The Journal of Legal Technology Risk Management, as a LexEPrint Journal, utilizes a body of stylistic conventions that we aim to follow whenever possible. We find that most Articles require a modest degree of editing to comply with The Bluebook and the Chicago Manual of Style, but we believe our authors make their arguments most effectively when they speak in their own voice — differences over stylistic preferences are rarely worth the cost in collegiality between author and editor.
With this in mind, our Editors will make every effort to limit proposed changes to those that substantially improve or clarify the author’s argument.
Article Length Statement: The Journal of Legal Technology Risk Management has joined with the law reviews at Berkeley, Columbia, Cornell, Georgetown, Harvard, Michigan, Stanford, Texas, Penn, Virginia, and Yale in endorsing the following Joint Law Review Statement on Article Length. Accordingly, JLTRM has a strong preference for Articles of fewer than 35,000 words (or roughly 70 law review pages), including footnotes;longer articles will only be published in exceptional circumstances. Shorter essays are welcomed.
Joint Law Review Statement on Article Length
In mid-December [of 2004], the Harvard Law Review conducted a nationwide survey of law faculty regarding the state of legal scholarship. Nearly 800 professors completed the survey and submitted their feedback. Complete tabulations of the survey will soon be available on the web. Importantly, the survey documented one particularly unambiguous view shared by faculty and law review editors alike: the length of articles has become excessive. In fact, nearly 90% of faculty agreed that articles are too long. In addition, dozens of respondents submitted specific comments, identifying the dangers of this trend and calling for action. Survey respondents suggested that shorter articles would enhance the quality of legal scholarship, shorten and improve the editing process, and render articles more effective and easier to read.
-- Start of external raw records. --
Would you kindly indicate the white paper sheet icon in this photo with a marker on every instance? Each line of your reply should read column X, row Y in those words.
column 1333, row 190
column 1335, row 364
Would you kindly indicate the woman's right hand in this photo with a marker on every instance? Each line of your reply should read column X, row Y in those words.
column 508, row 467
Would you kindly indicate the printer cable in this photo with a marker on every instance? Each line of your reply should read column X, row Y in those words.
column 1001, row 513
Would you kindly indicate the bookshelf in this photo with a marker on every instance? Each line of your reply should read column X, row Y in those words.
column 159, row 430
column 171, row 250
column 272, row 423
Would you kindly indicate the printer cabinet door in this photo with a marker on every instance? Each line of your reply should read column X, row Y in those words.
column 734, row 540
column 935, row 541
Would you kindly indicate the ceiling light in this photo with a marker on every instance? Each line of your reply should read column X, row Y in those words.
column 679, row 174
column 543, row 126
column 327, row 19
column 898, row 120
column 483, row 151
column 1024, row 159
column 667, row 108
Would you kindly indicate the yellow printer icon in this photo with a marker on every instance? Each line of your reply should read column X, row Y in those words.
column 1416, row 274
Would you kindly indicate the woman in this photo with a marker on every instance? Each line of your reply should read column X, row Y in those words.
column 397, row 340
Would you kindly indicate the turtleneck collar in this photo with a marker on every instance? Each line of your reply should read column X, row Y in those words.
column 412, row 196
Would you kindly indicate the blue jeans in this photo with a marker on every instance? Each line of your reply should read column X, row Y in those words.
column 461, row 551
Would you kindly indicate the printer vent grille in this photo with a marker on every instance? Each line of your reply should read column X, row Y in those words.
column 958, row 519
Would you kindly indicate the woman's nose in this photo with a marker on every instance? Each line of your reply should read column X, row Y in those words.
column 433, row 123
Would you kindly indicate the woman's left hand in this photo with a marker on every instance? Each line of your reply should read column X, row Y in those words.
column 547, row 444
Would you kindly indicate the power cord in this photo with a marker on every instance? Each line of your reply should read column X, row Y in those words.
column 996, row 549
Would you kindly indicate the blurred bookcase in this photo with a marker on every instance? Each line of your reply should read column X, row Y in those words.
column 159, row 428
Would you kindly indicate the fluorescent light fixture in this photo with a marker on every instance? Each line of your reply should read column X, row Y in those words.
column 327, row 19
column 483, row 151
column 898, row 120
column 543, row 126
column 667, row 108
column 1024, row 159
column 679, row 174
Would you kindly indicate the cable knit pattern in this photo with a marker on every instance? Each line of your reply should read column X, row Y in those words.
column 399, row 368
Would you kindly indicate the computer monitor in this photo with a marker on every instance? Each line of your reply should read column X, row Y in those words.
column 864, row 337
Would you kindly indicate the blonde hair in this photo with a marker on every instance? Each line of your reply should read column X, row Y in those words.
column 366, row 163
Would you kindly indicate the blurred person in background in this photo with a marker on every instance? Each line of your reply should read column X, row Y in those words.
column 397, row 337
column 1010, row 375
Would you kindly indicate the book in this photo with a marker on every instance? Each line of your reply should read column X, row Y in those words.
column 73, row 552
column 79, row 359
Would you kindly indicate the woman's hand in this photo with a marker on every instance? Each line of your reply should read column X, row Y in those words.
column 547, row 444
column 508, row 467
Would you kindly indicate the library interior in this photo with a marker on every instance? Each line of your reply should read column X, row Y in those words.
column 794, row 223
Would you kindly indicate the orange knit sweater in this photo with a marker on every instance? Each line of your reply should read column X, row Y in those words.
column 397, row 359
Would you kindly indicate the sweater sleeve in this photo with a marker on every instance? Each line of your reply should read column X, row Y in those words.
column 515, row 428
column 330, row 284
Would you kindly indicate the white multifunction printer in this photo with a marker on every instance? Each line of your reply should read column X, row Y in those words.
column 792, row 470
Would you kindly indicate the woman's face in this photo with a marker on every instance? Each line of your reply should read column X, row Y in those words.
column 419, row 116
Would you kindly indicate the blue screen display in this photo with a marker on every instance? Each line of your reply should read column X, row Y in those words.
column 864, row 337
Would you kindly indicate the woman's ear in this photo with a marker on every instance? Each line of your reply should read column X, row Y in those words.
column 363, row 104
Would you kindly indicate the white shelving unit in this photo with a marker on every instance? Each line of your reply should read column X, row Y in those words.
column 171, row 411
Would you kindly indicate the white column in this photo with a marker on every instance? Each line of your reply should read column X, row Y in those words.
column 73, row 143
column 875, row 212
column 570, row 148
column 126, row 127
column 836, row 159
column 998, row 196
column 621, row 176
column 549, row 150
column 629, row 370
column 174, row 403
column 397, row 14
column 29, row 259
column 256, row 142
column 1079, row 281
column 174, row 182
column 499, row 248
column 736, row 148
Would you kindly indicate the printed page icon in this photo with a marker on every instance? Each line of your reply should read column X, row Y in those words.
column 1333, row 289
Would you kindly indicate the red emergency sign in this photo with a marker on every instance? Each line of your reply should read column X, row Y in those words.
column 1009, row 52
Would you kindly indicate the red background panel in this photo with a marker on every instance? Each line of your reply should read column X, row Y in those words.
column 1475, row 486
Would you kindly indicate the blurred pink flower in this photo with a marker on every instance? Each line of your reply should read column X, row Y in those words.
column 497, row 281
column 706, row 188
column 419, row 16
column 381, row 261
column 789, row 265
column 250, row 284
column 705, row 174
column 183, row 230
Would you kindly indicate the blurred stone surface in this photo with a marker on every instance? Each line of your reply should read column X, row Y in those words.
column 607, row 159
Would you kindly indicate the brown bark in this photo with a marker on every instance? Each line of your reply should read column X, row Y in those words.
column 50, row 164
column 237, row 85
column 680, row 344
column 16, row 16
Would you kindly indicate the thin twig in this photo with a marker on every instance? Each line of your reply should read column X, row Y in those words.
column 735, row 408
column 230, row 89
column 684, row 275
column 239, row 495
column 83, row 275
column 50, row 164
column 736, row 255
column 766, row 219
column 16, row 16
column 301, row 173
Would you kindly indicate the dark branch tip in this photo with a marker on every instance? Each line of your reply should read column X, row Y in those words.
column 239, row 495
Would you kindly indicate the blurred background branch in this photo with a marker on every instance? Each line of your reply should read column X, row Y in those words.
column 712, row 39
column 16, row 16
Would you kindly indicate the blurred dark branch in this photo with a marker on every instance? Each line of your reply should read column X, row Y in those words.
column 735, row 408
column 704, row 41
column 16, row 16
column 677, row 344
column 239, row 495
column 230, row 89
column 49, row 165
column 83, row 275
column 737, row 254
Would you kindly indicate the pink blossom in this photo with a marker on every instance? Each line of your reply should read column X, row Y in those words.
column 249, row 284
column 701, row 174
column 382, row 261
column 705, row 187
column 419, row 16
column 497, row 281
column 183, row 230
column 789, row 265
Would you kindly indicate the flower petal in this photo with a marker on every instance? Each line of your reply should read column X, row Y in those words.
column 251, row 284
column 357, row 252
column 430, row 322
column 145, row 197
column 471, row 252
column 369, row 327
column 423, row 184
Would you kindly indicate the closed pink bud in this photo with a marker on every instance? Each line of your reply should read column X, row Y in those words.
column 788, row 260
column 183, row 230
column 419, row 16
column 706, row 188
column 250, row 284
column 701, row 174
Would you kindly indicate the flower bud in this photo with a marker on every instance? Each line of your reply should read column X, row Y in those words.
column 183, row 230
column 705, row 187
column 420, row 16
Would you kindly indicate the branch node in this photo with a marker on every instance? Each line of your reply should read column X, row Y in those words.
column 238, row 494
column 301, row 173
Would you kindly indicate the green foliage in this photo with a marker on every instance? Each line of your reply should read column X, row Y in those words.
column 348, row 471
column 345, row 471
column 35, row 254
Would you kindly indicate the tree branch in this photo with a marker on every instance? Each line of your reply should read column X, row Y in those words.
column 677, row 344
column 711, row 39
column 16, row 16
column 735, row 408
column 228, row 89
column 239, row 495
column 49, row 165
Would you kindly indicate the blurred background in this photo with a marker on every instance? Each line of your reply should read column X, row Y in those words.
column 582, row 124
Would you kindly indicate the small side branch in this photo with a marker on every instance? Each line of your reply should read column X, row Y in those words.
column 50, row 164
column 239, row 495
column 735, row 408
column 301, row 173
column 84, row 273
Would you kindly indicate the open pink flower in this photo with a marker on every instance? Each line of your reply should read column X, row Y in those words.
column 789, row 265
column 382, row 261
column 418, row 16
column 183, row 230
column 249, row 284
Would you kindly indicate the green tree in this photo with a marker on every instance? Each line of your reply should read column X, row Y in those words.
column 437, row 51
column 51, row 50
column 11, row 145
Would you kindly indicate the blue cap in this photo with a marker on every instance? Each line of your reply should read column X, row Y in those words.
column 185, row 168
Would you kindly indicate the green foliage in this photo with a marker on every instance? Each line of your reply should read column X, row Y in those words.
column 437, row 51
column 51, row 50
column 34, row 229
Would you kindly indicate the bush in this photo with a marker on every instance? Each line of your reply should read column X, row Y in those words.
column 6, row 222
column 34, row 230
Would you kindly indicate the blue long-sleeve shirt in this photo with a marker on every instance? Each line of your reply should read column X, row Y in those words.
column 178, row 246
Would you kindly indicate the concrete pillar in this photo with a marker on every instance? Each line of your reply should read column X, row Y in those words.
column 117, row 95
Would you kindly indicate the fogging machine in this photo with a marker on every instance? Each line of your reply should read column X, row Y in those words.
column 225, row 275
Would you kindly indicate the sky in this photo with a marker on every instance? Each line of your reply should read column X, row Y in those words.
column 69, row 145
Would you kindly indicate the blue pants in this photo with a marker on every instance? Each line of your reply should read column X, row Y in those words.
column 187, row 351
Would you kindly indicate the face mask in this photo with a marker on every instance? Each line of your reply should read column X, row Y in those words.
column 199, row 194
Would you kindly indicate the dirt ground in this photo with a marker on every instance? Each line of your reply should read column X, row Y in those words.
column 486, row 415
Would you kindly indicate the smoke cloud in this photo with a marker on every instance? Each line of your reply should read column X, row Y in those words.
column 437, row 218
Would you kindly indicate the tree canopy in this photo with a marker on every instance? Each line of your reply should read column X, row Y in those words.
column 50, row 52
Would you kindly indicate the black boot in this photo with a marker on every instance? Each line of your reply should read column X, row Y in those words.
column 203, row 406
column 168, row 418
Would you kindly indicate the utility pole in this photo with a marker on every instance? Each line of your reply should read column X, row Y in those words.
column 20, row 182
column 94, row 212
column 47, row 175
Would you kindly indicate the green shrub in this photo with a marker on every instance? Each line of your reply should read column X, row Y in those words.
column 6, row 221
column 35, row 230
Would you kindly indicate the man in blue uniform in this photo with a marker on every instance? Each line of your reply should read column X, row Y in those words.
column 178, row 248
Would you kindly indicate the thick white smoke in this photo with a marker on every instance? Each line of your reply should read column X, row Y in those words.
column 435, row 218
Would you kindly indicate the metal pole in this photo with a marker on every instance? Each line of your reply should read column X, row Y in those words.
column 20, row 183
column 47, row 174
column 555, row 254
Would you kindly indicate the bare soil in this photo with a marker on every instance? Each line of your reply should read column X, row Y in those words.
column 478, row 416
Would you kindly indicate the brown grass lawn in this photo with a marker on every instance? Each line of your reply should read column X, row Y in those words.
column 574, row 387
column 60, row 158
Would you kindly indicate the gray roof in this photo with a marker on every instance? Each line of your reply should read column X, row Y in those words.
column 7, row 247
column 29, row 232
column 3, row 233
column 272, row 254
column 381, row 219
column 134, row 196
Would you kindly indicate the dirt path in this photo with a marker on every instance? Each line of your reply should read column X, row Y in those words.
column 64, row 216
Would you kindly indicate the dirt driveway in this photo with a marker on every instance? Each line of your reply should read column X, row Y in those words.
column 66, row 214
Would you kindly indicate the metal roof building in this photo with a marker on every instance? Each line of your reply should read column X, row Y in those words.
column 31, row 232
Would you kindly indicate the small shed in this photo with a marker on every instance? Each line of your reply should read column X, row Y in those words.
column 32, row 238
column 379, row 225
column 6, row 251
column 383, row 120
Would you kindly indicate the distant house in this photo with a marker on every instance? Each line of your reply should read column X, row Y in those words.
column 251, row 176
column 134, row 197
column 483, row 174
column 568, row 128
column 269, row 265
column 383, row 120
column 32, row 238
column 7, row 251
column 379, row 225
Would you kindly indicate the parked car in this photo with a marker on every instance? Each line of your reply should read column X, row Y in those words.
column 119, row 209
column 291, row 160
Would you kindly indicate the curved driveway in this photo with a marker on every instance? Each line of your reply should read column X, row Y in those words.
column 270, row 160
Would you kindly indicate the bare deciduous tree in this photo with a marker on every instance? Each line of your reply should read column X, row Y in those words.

The law reviews listed above are very grateful for the constructive feedback and wish to acknowledge a role in contributing to this unfortunate trend in legal scholarship. To the extent that the article selection or editing process encourages the submission and publication of lengthier articles, each of the law reviews listed above is committed to rethinking and modifying its policies as necessary. Indeed, some have already done so. The vast majority of law review articles can effectively convey their arguments within the range of 40-70 law review pages, and any impression that law reviews only publish or strongly prefer lengthier articles should be dispelled. Ultimately, individual law reviews will have to decide for themselves how best to resolve these concerns. Please know, however, that editors across the country are cognizant of the troubling trend toward longer articles and are actively exploring how to address it.